Salut et vengeance ! - (affiche de recrutement sioniste)  

Mercredi 28 novembre 2007

http://peacepalestine.blogspot.com/2007/11/gilad-atzmon-politics-of-anti-semitism.html

Ceux d’entre nous qui soutiennent le peuple palestinien, ceux parmi nous qui sont dévastés par l’ampleur sans cesse croissante des atrocités israéliennes, ceux qui souhaitent apporter la justice en Palestine, et ceci comporte la possibilité, pour les Palestiniens de rentrer chez eux, dans leur pays, devront se décider, tôt ou tard. Désormais, tout ce que nous faisons, et tout ce que nous disons à propos de l’Etat juif sera toujours considéré, par un juif, quelque part,  comme de l’antisémitisme. Nous devons prendre position, et décider, une bonne fois pour toutes, si nous voulons nous concilier la juiverie mondiale, ou bien si nous voulons nous battre pour les Palestiniens ?

Personnellement, j’ai choisi. Pour moi, c’est la Palestine, et le peuple palestinien. Si cela fait de moi un antisémite, aux yeux de quelques juifs paumés de la diaspora (de gauche, de droite et du milieu), je devrai apprendre à vivre avec. Au bout du compte, je ne puis contenter tout le monde…

En 1973, déjà, Abba Eban, le ministre israélien des Affaires étrangères de l’époque, voyait dans l’antisionisme le « nouvel antisémitisme » :

« Tout au long du 19ème siècle, la littérature de la gauche révolutionnaire est pleine de remarques acerbes au sujet de l’insistance juive à s’auto-affirmer et à survivre. La présupposition, c’était que dans une société nationale libre, il n’y aurait plus d’espace pour le maintien d’un particularisme juif. On supposait que le destin et le devoir des juifs consistait à se fondre dans l’utopie universelle. Quand le sionisme a fait son entrée en scène, comme produit non seulement de courants spécifiques du judaïsme, mais aussi du nationalisme européen, le mot ‘nationalisme’ n’avait déjà plus cette aura qui l’entourait, à l’époque de Garibaldi… Récemment, nous avons assisté à la montée de la nouvelle gauche, qui identifie Israël à l’establishment, à la possession, à la satisfaction terre-à-terre, avec, de fait, tous les ennemis basiques… Qu’on ne s’y trompe pas : la nouvelle gauche est l’auteur et le géniteur du nouvel antisémitisme.
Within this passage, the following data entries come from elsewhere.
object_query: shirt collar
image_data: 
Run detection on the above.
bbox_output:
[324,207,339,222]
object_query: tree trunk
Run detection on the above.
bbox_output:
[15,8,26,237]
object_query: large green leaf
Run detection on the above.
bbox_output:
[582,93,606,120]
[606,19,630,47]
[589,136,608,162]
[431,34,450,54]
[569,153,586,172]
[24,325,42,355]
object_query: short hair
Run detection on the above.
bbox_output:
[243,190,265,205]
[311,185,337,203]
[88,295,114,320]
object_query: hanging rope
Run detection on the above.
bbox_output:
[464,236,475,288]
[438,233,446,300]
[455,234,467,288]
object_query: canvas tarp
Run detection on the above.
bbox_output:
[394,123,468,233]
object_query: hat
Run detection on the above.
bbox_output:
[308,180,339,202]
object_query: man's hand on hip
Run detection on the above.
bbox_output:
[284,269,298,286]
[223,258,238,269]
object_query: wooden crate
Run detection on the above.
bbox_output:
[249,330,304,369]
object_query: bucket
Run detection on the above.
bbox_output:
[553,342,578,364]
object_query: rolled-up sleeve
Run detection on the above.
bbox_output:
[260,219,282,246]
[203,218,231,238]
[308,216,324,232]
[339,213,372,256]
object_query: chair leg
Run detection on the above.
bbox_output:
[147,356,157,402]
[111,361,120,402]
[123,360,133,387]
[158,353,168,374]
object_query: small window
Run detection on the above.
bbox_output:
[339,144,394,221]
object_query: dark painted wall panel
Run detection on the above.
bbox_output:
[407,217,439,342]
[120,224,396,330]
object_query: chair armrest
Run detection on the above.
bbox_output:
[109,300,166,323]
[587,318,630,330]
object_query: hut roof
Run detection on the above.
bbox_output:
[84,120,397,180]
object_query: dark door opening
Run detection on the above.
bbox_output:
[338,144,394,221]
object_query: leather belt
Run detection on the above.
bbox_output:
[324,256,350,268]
Une des principales taches, pour tout dialogue avec le monde gentil, c’est de démontrer que le distinguo entre antisémitisme et antisionisme n’est pas un distinguo du tout. L’antisionisme n’est, en effet, rien d’autre que le nouvel antisémitisme. Le vieil antisémitisme classique affirmait que des droits égaux appartenaient à tous les membres de la société, sauf aux juifs. Le nouvel antisémitisme dit, quant à lui, que le droit de créer et de maintenir un Etat souverain national indépendant est la prérogative de toutes les nations, pour peu qu’il ne s’agisse pas de la nation juive. Et quand ce droit est exercé, non pas par les Îles Maldives, non pas par le Gabon, non pas par la Barbade… mais par la plus ancienne et la plus authentique de toutes les nations, alors, on qualifie cela d’exclusivisme, de particularisme, et de désertion, par le peuple juif, de sa mission universelle... »

(Abba Eban, Congress Bi-Weekly, American Jewish Congress publication, 1973)

Identité et Singularité

Toute tendance à établir une identité nationale juive cohérente peut être conçue comme une lutte dialectique entre deux pôles opposés. D’un côté, nous pouvons observer une inclination manifeste vers l’ « identique », sous la forme « une nation parmi les nations. » De l’autre, nous pouvons détecter une tendance indéniable à célébrer ses propres symptômes, une inclinaison empressée vers le caractère unique et la singularité. La question serait, par conséquente, celle-ci : autant nous, les juifs, nous sommes des gens comme tout le monde, nous n’en sommes pas moins légèrement différents, et nous tenons à célébrer notre caractère unique.

A la fin du 19ème siècle, et dans la première moitié du 20ème, deux écoles nationalistes juives émergentes s’efforçaient de résoudre la dualité dialectique entre « identité » et « singularité ». Toutes deux étaient en compétition pour conquérir les cœurs et les esprits des masses juives. L’une, c’était le Bund, une forme unique en son genre, ésotérique, de lecture socialiste judéo-centrique de la question juive, de l’histoire juive et du destin juif. L’autre, c’était le sionisme, une philosophie nationaliste prônant le colonialisme de peuplement. Le sionisme faisait une lecture exceptionnellement impitoyable de la condition juive diasporique, et il promettait de transformer radicalement la réalité juive.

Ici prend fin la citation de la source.